Although consumers still appreciate the brand’s Super Bowl TV ads, the changing data landscape has opened new opportunities and invoked new challenges.
For instance, “We don’t own our own retail channel, so you don’t automatically know who’s buying your products or what their path to purchase is,” Weaver said.
While Coke’s mass media efforts primarily focused on recruiting new drinkers to the Coca-Cola family of beverages, it is strategizing how to combine demographic, psychographic and contextual data to incrementally suggest brands to existing customers – for instance, by recommending Dasani sparkling water to a current buyer of Glaceau Vitaminwater.
The goal is ultimately to dish up individualized discounts, tailor experiences by device and integrate the brand at the center of customers’ lives.To do so, Coke is bolstering its data strategy. It has built a successful digital loyalty program for 15 North American brands through the My Coke Rewards program, which is its foundational first-party data asset, representing 24 million US households.
But affinity-based data has its limitations because it doesn’t always encompass a wide swath of customers, and it’s mostly restricted to offline transactions. And millennials, which represent less than 23% of My Coke Rewards members, are averse to loyalty programs.
“Other than the PIN codes consumers enter at MyCokeRewards.com, we didn’t have much visibility into digital behaviors apart from that,” Weaver said. “We don’t sell our products online, so I’m not always trying to drive a consumer somewhere or drive a click with a banner.”

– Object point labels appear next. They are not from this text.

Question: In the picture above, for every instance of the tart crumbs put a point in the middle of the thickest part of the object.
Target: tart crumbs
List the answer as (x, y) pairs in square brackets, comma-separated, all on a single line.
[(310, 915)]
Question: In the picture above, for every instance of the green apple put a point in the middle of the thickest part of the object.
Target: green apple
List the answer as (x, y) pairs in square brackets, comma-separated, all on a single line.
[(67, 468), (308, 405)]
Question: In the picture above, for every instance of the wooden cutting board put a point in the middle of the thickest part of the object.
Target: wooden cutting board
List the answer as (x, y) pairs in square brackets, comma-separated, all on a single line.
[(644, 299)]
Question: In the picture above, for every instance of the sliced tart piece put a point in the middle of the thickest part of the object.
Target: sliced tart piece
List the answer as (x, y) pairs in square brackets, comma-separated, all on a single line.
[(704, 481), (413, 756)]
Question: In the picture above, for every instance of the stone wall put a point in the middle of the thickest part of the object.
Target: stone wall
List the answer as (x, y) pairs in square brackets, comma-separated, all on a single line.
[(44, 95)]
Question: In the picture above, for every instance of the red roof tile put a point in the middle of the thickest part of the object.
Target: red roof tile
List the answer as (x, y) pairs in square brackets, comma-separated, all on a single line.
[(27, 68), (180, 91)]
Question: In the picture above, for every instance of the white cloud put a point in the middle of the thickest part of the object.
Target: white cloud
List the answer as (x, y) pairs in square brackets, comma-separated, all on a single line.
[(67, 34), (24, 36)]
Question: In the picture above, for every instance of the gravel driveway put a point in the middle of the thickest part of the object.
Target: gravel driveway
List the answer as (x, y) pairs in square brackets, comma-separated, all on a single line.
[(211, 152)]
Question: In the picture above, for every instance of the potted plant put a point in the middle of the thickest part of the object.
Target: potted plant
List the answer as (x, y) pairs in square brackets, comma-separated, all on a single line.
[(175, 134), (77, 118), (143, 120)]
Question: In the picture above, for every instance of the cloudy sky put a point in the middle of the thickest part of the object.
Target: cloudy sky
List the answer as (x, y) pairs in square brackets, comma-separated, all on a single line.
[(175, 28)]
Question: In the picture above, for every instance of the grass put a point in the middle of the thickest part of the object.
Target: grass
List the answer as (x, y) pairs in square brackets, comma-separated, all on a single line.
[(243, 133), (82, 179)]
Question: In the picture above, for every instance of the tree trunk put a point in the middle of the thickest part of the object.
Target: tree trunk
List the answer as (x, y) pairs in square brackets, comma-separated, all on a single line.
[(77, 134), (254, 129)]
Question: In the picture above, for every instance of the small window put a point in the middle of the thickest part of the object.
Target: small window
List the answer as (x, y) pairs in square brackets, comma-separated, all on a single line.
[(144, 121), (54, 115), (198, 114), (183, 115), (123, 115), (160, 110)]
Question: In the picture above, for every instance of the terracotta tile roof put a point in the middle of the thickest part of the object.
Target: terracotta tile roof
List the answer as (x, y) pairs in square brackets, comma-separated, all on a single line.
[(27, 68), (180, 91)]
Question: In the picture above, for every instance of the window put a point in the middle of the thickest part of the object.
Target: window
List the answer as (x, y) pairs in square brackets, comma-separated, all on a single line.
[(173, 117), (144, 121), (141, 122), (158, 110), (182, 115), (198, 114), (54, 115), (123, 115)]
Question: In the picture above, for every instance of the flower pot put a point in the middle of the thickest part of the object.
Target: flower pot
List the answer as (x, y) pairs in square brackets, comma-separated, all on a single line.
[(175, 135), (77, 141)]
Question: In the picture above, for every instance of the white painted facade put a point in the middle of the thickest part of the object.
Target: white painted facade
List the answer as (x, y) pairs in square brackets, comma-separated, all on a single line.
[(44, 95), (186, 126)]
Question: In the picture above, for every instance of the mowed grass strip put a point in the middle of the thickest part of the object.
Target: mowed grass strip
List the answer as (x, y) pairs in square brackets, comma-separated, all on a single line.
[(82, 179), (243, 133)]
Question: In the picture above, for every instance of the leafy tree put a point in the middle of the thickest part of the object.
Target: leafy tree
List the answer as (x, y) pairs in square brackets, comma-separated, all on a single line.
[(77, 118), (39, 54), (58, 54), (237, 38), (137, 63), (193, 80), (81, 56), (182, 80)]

The brand is collecting information on behaviors it observes through social authentication. For example, consumers can use their Facebook or Google logins to access some of Coke’s owned properties and features.
When that authenticated info is matched with word-of-mouth chatter from, say, signals from the public fire hose, it’s able to form certain insights or improve the experience. Weaver added these insights are “all used responsibly and always within the boundaries of privacy.”
In addition, Coke is building a cookie pool with Ensighten to serve as the basis of a device graph.
“The challenge is to measure digital marketing effectiveness and relate it back to purchase data,” Weaver said. “We could buy data out in-market and match our exposure files against Kroger or Safeway’s data sets, but that’s a bit of a black box – you don’t get to see the models – and that’s caused us to step back a bit.”
Weaver pointed toward greater data ownership among some of the big CPG players like Kraft and P&G.
“We’re all starting to build out our own infrastructure, which will be a trend,” he added. “The balance is in favor of [those] who own their own infrastructure.”
Coke uses Ensighten as its common tag management solution and interim data layer, which it integrates to its homegrown consumer database. It doesn’t use traditional web analytics, because, Weaver said, those data environments tend to be siloed, whereas Coke needs to be able to export online data to its data management toolset.